Alegoría
¡Es una mujer bella y de altiva garganta
que deja en el vino arrastrar sus cabellos!
Del antro los venenos, del amor la pezuña
resbalan y se liman en su cuerpo marmóreo.
Se ríe de la Muerte y del Libertinaje,
monstruos cuya mano que desgarra y destruye,
respeta sin embargo en sus terribles juegos
la ruda majestad de ese cuerpo tan firme.
Cual sultana descansa, camina como diosa;
en el placer profesa una fe mahometana.
Y a sus brazos abiertos que sus dos senos colman
atrae con su mirar a los seres humanos.
Cree, y sin duda sabe la virgen infecunda
pero tan necesaria a la marcha del mundo,
que la hermosura del cuerpo es don sublime
que logra por sí solo el perdón de la infamia.
Ignora el Infierno igual que el Purgatorio
y al llegarle la hora de entregarse a la Noche
contemplará serena el rostro de la Muerte,
como un recién nacido -¡sin pesar y sin odio!
26
Te adoro al igual que a la bóveda nocturna,
oh vaso de tristeza, oh gran taciturna,
y tanto más te amo, bella, cuanto tú más me huyes,
y cuanto más me pareces, adorno de mis noches,
aumentar con mayor ironía las leguas
que separan mis brazos de las inmensidades azules.

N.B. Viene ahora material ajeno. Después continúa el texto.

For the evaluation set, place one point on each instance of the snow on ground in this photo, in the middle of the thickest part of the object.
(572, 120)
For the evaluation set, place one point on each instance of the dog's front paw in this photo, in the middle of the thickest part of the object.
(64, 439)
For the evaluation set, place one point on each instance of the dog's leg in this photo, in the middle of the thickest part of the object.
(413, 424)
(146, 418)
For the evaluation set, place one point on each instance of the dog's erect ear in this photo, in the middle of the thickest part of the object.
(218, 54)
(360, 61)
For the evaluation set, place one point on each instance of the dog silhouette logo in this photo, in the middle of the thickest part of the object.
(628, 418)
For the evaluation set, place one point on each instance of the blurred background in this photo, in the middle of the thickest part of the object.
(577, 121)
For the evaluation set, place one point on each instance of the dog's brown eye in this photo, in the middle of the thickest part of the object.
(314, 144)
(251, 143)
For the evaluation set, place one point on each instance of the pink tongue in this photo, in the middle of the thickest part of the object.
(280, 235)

Me lanzo al ataque, y escalo al asalto
como tras un cadáver un coro de gusanos,
y quiero, ¡oh bestia implacable y cruel!,
¡hasta esa frialdad por la que me resultas más bella
27
¡Meterías al universo entero en tu callejuela, mujer impura! El tedio hace tu alma cruel. Para ejercitar tus dientes en este juego singular te hace falta a diario un ánimo de armero. Tus ojos iluminados al igual que las tiendas y que las luminarias resplandecientes de las fiestas públicas, usan con insolencia un poder ficticio, sin conocer nunca la ley de su belleza.
¡Máquina ciega y sorda, en crueldades fecunda!, provechoso instrumento, bebedor de la sangre del mundo, ¿cómo no te avergüenzas y cómo no has visto palidecer tus atractivos delante de todos los espejos? La grandeza de este mal en el que te crees sabia ¿no te ha hecho nunca retroceder de espanto, cuando la naturaleza, grande en sus designios ocultos, se sirve de ti, oh mujer, oh reina de los pecados, -de ti, vil animal-, para modelar un genio?
¡Oh, enlodada grandeza!, ¡oh, sublime ignominia!